A military vehicle designed to serve Marines will be able to fix itself using diagnostics and 3D printing.
For now, this technology has military applications, but there’s no reason to believe that it cannot and will not be applied to ‘consumer’ use.
Smart systems are about more than turning off your household lights with a smartphone. According to top staff in the Marine Corps, the next generation of 7-ton trucks could use a highly connected infrastructure to diagnose and automatically replace worn-out parts with 3D printed replacements.

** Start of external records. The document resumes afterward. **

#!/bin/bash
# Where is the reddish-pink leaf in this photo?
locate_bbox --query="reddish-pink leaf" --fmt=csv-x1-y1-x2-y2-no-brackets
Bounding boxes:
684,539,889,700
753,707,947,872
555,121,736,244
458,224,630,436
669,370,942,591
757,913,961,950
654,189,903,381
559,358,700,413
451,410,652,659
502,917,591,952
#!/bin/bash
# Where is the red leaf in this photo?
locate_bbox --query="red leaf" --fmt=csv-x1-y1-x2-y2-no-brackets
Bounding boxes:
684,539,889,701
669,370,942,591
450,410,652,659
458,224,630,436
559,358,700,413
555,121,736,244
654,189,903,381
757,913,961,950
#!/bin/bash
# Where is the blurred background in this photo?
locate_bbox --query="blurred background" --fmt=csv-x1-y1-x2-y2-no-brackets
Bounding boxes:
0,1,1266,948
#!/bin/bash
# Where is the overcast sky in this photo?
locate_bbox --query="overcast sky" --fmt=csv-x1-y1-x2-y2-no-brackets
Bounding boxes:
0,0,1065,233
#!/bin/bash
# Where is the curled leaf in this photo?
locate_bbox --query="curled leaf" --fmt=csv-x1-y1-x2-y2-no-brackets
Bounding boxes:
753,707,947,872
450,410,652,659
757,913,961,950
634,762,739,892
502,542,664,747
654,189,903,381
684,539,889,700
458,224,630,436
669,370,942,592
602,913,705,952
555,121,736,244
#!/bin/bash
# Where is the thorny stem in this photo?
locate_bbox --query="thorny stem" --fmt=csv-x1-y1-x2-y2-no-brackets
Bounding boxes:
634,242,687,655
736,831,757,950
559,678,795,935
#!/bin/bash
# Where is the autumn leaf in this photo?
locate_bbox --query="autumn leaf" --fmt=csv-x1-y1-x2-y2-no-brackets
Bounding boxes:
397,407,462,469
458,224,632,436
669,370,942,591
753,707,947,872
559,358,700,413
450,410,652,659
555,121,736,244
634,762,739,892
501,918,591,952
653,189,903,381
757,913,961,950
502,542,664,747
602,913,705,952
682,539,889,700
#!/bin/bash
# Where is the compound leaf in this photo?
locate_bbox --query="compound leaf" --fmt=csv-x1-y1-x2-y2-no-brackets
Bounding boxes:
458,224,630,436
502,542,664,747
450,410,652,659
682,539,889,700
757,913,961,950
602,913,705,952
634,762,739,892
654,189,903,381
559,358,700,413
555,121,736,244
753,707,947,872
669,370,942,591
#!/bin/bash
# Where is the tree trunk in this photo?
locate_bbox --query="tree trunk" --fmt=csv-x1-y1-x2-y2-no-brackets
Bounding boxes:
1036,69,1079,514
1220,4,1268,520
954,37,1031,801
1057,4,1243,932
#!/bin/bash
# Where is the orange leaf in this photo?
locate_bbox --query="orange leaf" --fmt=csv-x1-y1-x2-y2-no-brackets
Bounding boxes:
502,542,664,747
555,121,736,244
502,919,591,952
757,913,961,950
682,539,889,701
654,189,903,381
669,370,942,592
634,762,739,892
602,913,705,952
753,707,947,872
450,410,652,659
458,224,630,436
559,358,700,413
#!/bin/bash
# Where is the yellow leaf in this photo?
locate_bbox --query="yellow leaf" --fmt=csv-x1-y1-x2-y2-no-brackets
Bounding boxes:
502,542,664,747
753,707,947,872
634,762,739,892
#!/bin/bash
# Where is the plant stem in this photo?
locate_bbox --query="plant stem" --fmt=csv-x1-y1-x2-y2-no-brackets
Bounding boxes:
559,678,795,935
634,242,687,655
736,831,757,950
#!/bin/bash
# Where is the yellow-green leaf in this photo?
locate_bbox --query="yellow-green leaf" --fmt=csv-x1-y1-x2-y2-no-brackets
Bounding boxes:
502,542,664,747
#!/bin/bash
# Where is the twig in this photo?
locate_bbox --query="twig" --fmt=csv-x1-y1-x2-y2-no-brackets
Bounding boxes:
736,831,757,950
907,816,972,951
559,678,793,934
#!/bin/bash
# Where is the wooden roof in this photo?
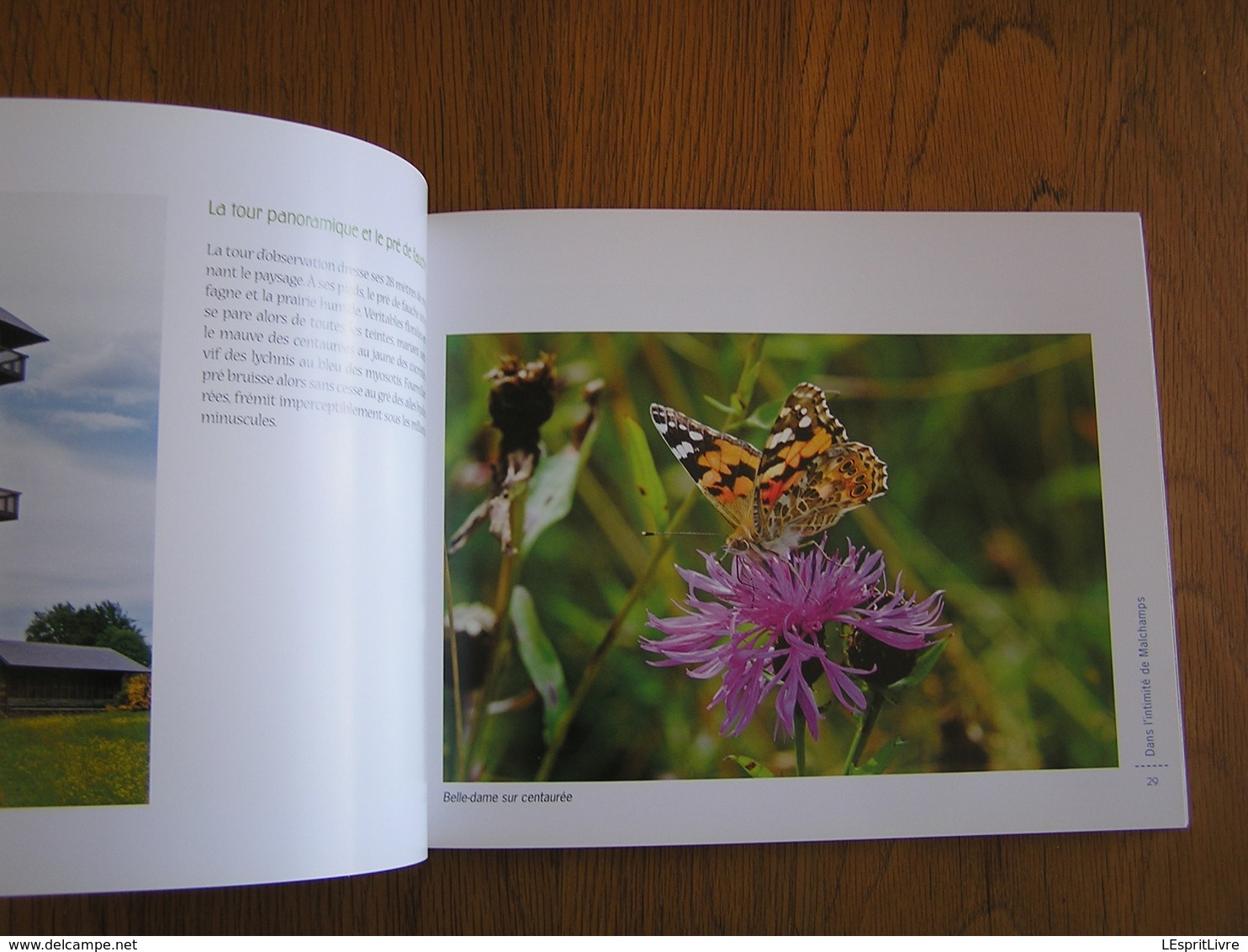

Lt. Gen. Michael Dana, the Marine Corps’ deputy commandant for Installations and Logistics (I&L), says the process for installing such systems is already underway,
Last year, Marines at Fort Leonard Wood in Missouri took 20-odd military vehicles, including 7-ton Medium Tactical Vehicle Replacements (MTVRs) and Logistics Vehicle System Replacements (LVSRs), and equipped them with special engine sensors that could diagnose the imminent failure of key components.
Some high-end cars already use such technology, but it’s a completely new experience for the Marine Corps, which would previously have to identify and replace near-worn parts manually. “You look at Tesla, their vehicles literally get automatic upgrades; it’s almost like a vehicle computer that’s driving around,” Dana said, adding: “That predictive capability exists in the private sector. Hopefully we can incorporate it on the military side.”
Lt. Gen. Michael Dana, the Marine Corps’ deputy commandant for Installations and Logistics (I&L), says the next generation of Marine Corps trucks could use smart diagnostics to identify worn-out parts and automatically place orders for 3D printed replacements.